DSEI (Defence & Security Equipment International) is one of the world’s largest arms fairs. It is run by Clarion Events, who are headquartered in London, but who also host 24 other arms fairs around the world (alongside other less bloodthirsty events such as the Baby Show). DSEI takes place once every two years in September, at ExCel – the huge exhibition centre in London’s Docklands.
In 2019, DSEI brought together 36,000+ arms buyers and dealers from 114 countries to network and make deals. In 2021, governments and military delegations will be browsing the wares of 1,600+ arms companies selling everything from guns and bombs to fighter jets and warships, with live action demos promised to take place in the Royal Victoria Dock.
They will be joined by companies selling surveillance equipment, drones and other tools of repression to police and state agencies, as Counter Terror Expo takes place alongside DSEI.
DSEI is an important event for the UK state, which heavily subsidises and promotes the arms industry, and helps organise the arms fair. In 2019, the UK invited delegations to DSEI from 67 countries, including countries involved in military conflicts and at war, and on its own list of human rights abusers.
You can find out more about the states and arms companies that attend DSEI, the locations of their offices and factories, the weapons that they sell, and who they sell them to on the website of Campaign Against Arms Trade.
Shutting down a multi-million pound arms fair protected by security fences and police lines, with a huge amount at stake for the organisers and the UK state, might sound like a pretty big ask. But it has been done before.
In 2008, the Asia-Pacific Defence and Security Exhibition (APDSE) became the latest Australian arms fair to be cancelled, after the Australian International Defence Equipment Exhibition was shut down for good by protests in 1991. APDSE was to have been the first arms fair held in Australia for 17 years, but didn’t go ahead, in the words of the Acting Premier Kevin Foley, because of concerns about “the scale of the planned protests”, “the cost of security” and, without any hint of irony, supposed “possible threats of violence”.
More recently and closer to home, the Defence, Procurement, Research, Technology and Exportability (DRPTE) arms fair was chased out of Cardiff then Birmingham in 2019, after having been driven from Bristol in 2014. Glasgow sank Undersea Defence Technology (UDT) in 2018, with the local council vowing never to host arms fairs in the city again.

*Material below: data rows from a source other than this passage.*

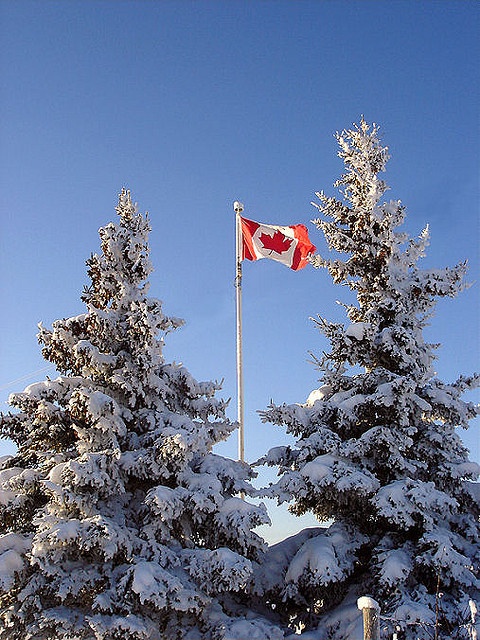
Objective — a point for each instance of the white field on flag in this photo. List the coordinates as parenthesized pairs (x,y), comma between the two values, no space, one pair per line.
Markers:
(289,245)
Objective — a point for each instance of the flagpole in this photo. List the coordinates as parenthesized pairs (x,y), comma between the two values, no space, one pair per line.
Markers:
(238,208)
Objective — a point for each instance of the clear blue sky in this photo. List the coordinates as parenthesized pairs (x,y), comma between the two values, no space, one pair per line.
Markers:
(193,105)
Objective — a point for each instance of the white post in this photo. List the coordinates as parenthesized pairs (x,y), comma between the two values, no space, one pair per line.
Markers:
(371,617)
(238,208)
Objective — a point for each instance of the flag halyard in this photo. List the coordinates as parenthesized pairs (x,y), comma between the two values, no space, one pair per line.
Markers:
(289,245)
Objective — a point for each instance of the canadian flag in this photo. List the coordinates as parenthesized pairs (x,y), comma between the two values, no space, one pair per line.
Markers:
(289,245)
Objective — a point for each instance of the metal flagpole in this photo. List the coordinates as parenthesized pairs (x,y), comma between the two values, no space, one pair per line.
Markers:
(238,208)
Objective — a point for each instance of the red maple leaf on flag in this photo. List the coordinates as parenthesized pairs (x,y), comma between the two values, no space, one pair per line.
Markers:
(278,242)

The ExCeL centre is in London’s docklands.
Tube: nearby stations include Royal Victoria, Custom House, and Prince Regent on the Docklands Light Railway (DLR). On the Jubilee line and DLR, slightly further away, is Canning Town.
Car: Follow signs for Royal Docks, City Airport and ExCeL (postcode E16 1XL).
If you’re from outside London: the TFL website explains how to get around London.
For more transport information, see ExCeL’s website. They also have an interactive map so you can get a sense of what it looks like inside.